Kebebasan Beragama di Indonesia Tidak Bertentangan dengan HAM

Laporan: Bayu Primanda
Rabu, 01 Februari 2023 | 20:59 WIB
Seminar nasional Kebebasan Beragama di Unwahas, Semarang/Humas Unwahas
Seminar nasional Kebebasan Beragama di Unwahas, Semarang/Humas Unwahas

SinPo.id -  Guru Besar UIN Syarif Hidayatullah, Masykuri Abdillah mengatakan bahwa kebebasan beragama di Indonesia tidak bertentangan dengan deklarasi Universal Hak Asasi Manusia (HAM).

Selain itu, kebebasan beragama di Indonesia juga tidak bertentangan dengan Kovenan Internasional tentang Hak Sipil dan Politik (the International Covenant on Civil and Political Rights-ICCPR) dalam pasal 18 Perserikatan Bangsa-Bangsa (PBB) tentang HAM.

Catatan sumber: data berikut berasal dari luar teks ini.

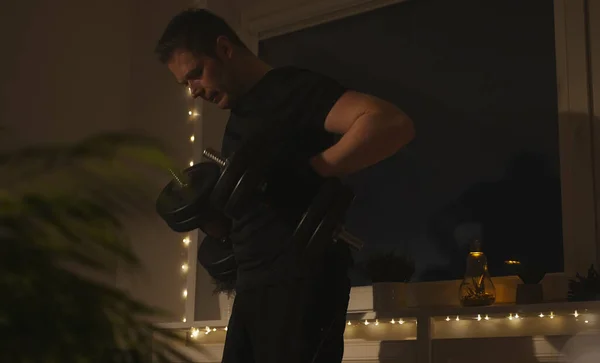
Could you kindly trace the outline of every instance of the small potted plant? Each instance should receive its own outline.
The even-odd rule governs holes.
[[[411,258],[395,250],[376,252],[367,258],[362,269],[373,284],[375,311],[406,307],[406,283],[415,272]]]
[[[519,276],[522,284],[517,285],[517,304],[538,304],[544,301],[544,289],[540,282],[546,272],[527,260],[509,260],[504,262],[509,273]]]
[[[600,300],[600,275],[591,265],[587,276],[579,273],[574,279],[569,280],[569,301],[593,301]]]

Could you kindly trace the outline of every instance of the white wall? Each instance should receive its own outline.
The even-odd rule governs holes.
[[[190,5],[188,0],[3,1],[0,125],[10,133],[0,133],[0,148],[136,128],[172,147],[186,166],[196,127],[188,122],[190,99],[153,49],[170,18]],[[160,178],[166,183],[168,175]],[[172,312],[167,320],[179,320],[185,283],[180,266],[187,258],[182,236],[148,212],[151,217],[128,224],[144,271],[120,270],[109,281]]]
[[[3,1],[0,14],[3,146],[128,125],[128,1]]]

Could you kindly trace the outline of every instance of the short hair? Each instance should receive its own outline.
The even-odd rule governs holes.
[[[206,9],[187,9],[171,19],[156,45],[155,53],[163,64],[177,49],[215,57],[220,36],[226,36],[233,44],[248,49],[223,18]]]

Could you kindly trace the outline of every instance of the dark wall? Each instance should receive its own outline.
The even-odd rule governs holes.
[[[408,147],[349,180],[359,259],[399,248],[417,279],[460,277],[480,235],[495,275],[508,258],[562,270],[552,1],[413,0],[262,41],[259,54],[415,122]]]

Oleh karenanya, masalah kebebasan beragama yang sering dipermasalahkan banyak pihak perlu dikaji dengan negara pembanding.

Hal itu disampaikan Masykuri dalam seminar nasional berjudul “Batas-Batas Kebebasan Beragama dalam Pandangan Non-Barat: Respon pada Acara International Religious Freedom Summit 2023 di Amerika” yang digelar pada Selasa, 31 Februari 2023.

“Jika yang sering dipersoalkan oleh aktivis kebebasan beragama soal sulitnya perizinan tempat ibadah dari kelompok minoritas seperti tempat ibadah gereja, maka harus ada pembanding dengan negara lainnya,” ungkap Masykuri.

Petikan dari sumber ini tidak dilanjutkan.